One of Wikipedia's major problems today is the role of administrator. Administrators have substantially more power than non-administrators; they and only they get to decide what stays and what goes, and for that matter who stays and who goes. Although Jimbo has long tried to impose the notion that "administrators are no big deal", the simple fact is that being an administrator is a big deal and people will go to considerable lengths to gain that power.
Devolving power from administrators seems an obvious thing to do. The problem is finding ways to diffuse the power currently held by administrators and devolve it into the community without creating a lot of bureaucracy. The community already votes on deletions, and it's quite obvious that this isn't working too terribly well. Voting on blocks is even more problematic, because a block decision amounts practically to a trial, and really trials by popular vote are a really bad idea.
Deletion is especially easy to devolve, so easy in fact that there's been a proposal to do it since October 2003. The so-called "pure wiki deletion system" (which is labeled on the English Wikipedia as a "rejected policy") effectively devolves the deletion decision away from administrators by allowing any editors to delete any article. It also resolves one of my personal gripes with deletion on Wikipedia: the fact that most editors cannot retrieve deleted articles, even when those articles have been deleted for being "nonnotable". Right now, deletion on Wikipedia is used for two totally different purposes: one is to remove articles deemed "unworthy of inclusion in the encyclopedia", and the other is to remove content which is legally, morally, or ethically problematic. The problem with using the same mechanism for both is that the first leaves too few people with the ability to see the "unworthy" article, while the second leaves the dangerous content where too many can see it -- any of 1300+ admins, who we really have no reason to trust because the selection process does a piss-poor job of screening for trustworthiness.
The pure wiki deletion system allows for "ordinary" deletions to be made, and reversed, by anyone; anyone can also come along, examine the prior content, and either reuse it in some other article (or for some other purpose entirely), restore any prior version of the article, or write a better version. The current practice loses the history, which encourages people to repeat the same mistakes that came before. "Extraordinary" deletions, the sort that are required by copyright, libel, or other legal, moral, or ethical standards, would be exercised by a much smaller, more carefully chosen group with a deletion power similar to the current badly-named "oversight" privilege. I don't see any way around that power being held by a small group; the risk of abuse is too high, as we already well know. Devolving this power is one of the ones I haven't figured out how to deal with.... fundamentally, some things are going to have to be held only by a limited number of people; the trick becomes choosing those people wisely, something which the Wikipedia community has not shown a great deal of capability of to date.
So the real question is, why hasn't the pure wiki deletion system been implemented? It's not technically very challenging; I suspect I could make the necessary code changes in a few days, and someone more familiar with the MediaWiki codebase could probably do it faster than that. No, the problem here is that it devolves power from those who have it. And since the people who would be losing the power are the people who at least have a large say in whether or not they will lose that power, they naturally resist it. Entrenchment's a bitch, isn't it?
So, while it's certainly quite possible to think of ways to make Wikipedia run better or more reasonably, there's no hope of getting them implemented, precisely because the people who stand to lose the most through such changes are in a position to prevent them from happening. There is no leadership, and in fact a very strong community attitude against having leaders of any sort, to push any real efforts at reform.
So at this point I don't have much hope that any of my proposals, suggestions, or ideas will ever see the light of day on Wikipedia, but I do hope that they will inform the people who build the next online encyclopedia project -- the one that will eventually replace Wikipedia, so that they at least do not mindlessly repeat the same mistakes that Wikipedia made.

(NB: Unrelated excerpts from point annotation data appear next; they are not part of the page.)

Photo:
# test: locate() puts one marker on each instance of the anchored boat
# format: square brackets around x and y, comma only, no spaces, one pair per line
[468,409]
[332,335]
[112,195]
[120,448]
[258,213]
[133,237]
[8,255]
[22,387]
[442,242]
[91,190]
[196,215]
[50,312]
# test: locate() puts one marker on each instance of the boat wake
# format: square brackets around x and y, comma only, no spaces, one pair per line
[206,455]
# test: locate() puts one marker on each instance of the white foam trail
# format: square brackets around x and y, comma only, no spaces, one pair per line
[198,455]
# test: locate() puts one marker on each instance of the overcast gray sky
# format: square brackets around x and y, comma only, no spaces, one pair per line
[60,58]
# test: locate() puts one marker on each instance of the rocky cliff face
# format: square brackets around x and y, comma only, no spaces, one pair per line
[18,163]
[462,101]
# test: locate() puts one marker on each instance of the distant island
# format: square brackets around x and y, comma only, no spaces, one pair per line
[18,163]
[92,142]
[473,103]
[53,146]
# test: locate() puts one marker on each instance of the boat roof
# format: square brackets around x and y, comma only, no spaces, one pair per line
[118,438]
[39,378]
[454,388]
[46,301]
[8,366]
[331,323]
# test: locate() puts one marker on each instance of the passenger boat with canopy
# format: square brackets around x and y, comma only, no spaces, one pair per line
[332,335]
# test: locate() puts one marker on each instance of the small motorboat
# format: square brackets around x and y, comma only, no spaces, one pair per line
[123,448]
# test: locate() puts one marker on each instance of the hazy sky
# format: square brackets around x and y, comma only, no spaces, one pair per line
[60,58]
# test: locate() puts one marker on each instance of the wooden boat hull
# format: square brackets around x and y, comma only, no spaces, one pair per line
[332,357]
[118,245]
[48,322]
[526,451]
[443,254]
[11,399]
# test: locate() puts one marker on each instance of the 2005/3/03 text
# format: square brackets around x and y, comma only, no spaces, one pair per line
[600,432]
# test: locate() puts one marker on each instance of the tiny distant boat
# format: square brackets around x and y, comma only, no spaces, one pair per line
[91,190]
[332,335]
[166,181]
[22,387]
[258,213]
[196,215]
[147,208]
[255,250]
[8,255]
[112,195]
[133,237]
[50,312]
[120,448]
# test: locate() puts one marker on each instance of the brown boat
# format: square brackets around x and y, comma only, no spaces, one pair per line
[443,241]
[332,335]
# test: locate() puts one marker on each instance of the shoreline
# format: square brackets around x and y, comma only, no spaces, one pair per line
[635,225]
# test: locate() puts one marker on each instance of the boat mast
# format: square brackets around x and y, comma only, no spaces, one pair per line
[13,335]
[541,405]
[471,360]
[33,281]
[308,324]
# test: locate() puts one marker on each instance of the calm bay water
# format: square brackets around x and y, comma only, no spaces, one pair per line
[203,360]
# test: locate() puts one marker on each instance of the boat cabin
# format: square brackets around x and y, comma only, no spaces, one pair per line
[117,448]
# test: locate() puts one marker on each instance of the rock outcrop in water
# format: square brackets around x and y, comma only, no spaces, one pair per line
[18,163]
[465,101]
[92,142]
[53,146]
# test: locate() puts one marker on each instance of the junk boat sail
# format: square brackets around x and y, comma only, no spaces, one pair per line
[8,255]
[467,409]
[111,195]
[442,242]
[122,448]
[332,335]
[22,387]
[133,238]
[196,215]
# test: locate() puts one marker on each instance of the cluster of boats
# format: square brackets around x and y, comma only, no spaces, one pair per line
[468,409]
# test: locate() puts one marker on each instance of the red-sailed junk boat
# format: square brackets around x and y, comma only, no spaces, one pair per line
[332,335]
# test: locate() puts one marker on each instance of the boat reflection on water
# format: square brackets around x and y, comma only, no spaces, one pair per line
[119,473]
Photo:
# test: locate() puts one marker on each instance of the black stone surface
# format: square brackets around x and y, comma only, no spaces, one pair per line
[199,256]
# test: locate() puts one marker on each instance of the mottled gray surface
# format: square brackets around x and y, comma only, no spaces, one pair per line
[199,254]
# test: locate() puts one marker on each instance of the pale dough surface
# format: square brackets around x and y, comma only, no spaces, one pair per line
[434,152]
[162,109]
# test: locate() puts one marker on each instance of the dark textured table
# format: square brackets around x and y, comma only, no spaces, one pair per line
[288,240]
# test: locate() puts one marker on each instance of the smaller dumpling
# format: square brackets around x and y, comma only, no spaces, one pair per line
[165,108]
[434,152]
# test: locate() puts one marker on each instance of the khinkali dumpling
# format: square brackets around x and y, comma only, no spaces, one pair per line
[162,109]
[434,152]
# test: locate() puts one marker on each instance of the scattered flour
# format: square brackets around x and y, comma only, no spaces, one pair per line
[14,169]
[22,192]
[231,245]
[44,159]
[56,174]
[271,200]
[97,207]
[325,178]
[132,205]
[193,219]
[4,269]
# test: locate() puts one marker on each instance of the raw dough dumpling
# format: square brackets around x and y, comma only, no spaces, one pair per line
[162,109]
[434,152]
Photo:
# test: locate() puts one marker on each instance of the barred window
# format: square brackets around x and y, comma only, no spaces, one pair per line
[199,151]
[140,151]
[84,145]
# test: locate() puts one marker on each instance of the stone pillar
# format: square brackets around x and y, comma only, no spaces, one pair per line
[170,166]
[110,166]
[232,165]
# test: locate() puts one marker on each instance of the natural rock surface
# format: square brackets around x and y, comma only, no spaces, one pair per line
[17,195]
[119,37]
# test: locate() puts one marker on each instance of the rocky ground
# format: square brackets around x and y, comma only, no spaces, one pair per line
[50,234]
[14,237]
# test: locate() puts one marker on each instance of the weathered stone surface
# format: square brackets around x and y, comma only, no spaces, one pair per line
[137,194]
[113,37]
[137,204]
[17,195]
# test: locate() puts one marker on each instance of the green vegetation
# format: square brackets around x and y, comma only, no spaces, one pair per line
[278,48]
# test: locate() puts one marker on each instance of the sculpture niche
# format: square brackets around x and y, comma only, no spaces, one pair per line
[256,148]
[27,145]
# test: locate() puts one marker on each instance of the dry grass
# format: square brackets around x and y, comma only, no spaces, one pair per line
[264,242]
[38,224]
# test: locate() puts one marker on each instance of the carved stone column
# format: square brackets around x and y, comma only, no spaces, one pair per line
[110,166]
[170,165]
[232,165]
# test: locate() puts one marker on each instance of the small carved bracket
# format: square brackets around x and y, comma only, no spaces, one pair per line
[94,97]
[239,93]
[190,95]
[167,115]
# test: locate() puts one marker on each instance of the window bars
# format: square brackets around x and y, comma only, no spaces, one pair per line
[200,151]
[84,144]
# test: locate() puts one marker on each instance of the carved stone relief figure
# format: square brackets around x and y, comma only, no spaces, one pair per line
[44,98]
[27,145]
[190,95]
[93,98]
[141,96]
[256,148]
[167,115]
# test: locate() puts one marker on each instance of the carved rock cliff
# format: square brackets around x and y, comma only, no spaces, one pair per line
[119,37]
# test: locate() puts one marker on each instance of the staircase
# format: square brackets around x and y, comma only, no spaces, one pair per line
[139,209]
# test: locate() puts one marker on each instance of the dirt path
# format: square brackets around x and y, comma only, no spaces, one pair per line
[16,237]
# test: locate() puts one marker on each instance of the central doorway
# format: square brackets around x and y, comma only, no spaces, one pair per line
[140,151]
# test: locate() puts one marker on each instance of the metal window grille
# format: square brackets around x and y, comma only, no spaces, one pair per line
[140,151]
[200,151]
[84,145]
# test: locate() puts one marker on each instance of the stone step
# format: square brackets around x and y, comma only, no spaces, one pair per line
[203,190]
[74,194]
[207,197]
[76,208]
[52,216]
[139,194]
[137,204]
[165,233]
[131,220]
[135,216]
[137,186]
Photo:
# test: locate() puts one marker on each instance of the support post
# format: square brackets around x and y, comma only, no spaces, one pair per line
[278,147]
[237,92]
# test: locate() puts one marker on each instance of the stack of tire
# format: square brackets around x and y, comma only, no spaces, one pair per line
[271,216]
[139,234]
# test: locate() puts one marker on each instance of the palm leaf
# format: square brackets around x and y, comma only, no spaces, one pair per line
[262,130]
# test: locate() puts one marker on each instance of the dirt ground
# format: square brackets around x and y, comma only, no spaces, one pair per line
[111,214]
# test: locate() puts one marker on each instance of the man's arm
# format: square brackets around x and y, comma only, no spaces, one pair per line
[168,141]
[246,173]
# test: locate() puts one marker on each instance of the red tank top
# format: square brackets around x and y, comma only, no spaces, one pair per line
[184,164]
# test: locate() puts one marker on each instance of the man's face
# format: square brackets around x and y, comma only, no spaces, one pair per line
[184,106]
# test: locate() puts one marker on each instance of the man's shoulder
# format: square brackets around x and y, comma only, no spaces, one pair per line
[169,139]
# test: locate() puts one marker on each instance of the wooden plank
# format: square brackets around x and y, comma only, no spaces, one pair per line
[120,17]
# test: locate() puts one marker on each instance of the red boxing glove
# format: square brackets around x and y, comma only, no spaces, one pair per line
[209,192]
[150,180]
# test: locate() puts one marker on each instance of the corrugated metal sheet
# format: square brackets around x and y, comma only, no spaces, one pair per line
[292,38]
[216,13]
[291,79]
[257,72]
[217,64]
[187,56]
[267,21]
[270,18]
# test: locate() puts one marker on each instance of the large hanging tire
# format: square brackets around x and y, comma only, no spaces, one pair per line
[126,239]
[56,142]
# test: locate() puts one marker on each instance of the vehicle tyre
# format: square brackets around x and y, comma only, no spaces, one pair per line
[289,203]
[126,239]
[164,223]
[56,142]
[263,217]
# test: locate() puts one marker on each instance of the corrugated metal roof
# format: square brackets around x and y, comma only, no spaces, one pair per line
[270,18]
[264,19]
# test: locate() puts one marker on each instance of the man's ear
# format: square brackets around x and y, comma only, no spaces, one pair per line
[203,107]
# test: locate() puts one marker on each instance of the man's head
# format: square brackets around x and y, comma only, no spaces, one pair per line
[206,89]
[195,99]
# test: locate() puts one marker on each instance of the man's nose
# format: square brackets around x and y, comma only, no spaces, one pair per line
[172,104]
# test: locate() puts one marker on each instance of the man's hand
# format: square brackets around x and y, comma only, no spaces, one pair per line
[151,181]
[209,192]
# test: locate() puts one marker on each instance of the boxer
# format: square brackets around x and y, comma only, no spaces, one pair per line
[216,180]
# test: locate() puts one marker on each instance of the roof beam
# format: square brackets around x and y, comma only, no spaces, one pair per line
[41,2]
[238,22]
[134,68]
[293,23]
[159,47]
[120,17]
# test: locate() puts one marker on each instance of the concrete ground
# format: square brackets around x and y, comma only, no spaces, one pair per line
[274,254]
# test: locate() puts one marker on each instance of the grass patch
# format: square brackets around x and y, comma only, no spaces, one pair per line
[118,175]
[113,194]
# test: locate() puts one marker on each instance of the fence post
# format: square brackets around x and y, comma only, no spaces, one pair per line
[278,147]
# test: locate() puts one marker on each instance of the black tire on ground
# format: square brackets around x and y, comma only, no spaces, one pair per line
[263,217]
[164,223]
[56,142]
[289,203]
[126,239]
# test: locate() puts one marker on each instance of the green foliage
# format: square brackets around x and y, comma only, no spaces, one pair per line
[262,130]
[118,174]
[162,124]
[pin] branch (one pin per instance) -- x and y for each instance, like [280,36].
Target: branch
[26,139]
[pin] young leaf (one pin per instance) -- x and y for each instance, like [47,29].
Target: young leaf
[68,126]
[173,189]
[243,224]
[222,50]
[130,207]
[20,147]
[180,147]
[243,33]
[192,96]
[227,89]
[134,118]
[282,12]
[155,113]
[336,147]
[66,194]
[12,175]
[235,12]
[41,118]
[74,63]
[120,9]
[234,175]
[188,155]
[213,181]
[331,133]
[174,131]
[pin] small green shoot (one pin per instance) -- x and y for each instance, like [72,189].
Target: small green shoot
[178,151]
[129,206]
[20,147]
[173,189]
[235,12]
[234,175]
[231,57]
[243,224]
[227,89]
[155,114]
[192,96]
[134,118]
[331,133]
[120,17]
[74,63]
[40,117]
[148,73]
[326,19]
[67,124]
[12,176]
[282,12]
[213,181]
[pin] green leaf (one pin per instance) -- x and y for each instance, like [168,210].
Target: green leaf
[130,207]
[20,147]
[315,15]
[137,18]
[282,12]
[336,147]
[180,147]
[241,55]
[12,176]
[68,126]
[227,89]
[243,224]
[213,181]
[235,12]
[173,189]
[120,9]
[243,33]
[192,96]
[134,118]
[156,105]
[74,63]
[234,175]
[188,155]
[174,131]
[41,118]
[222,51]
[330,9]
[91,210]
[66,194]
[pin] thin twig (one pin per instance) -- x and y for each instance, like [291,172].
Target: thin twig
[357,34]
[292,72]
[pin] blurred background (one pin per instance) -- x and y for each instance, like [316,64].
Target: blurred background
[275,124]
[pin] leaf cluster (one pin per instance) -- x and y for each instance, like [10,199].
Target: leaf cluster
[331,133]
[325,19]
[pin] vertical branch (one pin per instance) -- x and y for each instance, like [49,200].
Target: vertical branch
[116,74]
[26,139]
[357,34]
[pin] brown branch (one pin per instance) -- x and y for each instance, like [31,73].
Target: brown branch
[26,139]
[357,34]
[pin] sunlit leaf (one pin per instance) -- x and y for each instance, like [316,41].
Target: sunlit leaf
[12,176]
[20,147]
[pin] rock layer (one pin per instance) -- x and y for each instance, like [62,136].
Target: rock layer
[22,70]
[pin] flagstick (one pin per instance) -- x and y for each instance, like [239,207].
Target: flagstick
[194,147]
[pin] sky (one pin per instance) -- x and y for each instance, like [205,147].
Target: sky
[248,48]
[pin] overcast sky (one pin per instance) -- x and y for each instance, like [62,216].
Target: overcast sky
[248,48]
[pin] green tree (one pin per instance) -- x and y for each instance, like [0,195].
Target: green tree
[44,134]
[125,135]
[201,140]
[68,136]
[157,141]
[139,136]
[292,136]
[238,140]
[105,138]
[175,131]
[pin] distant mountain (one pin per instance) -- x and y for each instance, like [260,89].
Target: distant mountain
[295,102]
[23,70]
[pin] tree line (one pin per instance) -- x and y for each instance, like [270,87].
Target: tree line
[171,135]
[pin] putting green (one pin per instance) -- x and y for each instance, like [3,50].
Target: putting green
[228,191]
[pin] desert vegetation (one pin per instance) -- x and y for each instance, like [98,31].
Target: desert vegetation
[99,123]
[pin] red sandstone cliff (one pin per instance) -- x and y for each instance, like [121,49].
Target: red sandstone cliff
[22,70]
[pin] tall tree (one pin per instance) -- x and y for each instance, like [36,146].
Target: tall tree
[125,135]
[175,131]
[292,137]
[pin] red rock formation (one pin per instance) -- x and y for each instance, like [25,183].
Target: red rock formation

Devolving power from administrators seems an obvious thing to do. The problem is finding ways to diffuse the power currently held by administrators and devolve it into the community without creating a lot of bureaucracy. The community already votes on deletions, and it's quite obvious that this isn't working too terribly well. Voting on blocks is even more problematic, because a block decision amounts practically to a trial, and really trials by popular vote are a really bad idea.
Deletion is especially easy to devolve, so easy in fact that there's been a proposal to do it since October 2003. The so-called "pure wiki deletion system" (which is labeled on the English Wikipedia as a "rejected policy") effectively devolves the deletion decision away from administrators by allowing any editors to delete any article. It also resolves one of my personal gripes with deletion on Wikipedia: the fact that most editors cannot retrieve deleted articles, even when those articles have been deleted for being "nonnotable". Right now, deletion on Wikipedia is used for two totally different purposes: one is to remove articles deemed "unworthy of inclusion in the encyclopedia", and the other is to remove content which is legally, morally, or ethically problematic. The problem with using the same mechanism for both is that the first leaves too few people with the ability to see the "unworthy" article, while the second leaves the dangerous content where too many can see it -- any of 1300+ admins, who we really have no reason to trust because the selection process does a piss-poor job of screening for trustworthiness.
The pure wiki deletion system allows for "ordinary" deletions to be made, and reversed, by anyone; anyone can also come along, examine the prior content, and either reuse it in some other article (or for some other purpose entirely), restore any prior version of the article, or write a better version. The current practice loses the history, which encourages people to repeat the same mistakes that came before. "Extraordinary" deletions, the sort that are required by copyright, libel, or other legal, moral, or ethical standards, would be exercised by a much smaller, more carefully chosen group with a deletion power similar to the current badly-named "oversight" privilege. I don't see any way around that power being held by a small group; the risk of abuse is too high, as we already well know. Devolving this power is one of the ones I haven't figured out how to deal with.... fundamentally, some things are going to have to be held only by a limited number of people; the trick becomes choosing those people wisely, something which the Wikipedia community has not shown a great deal of capability of to date.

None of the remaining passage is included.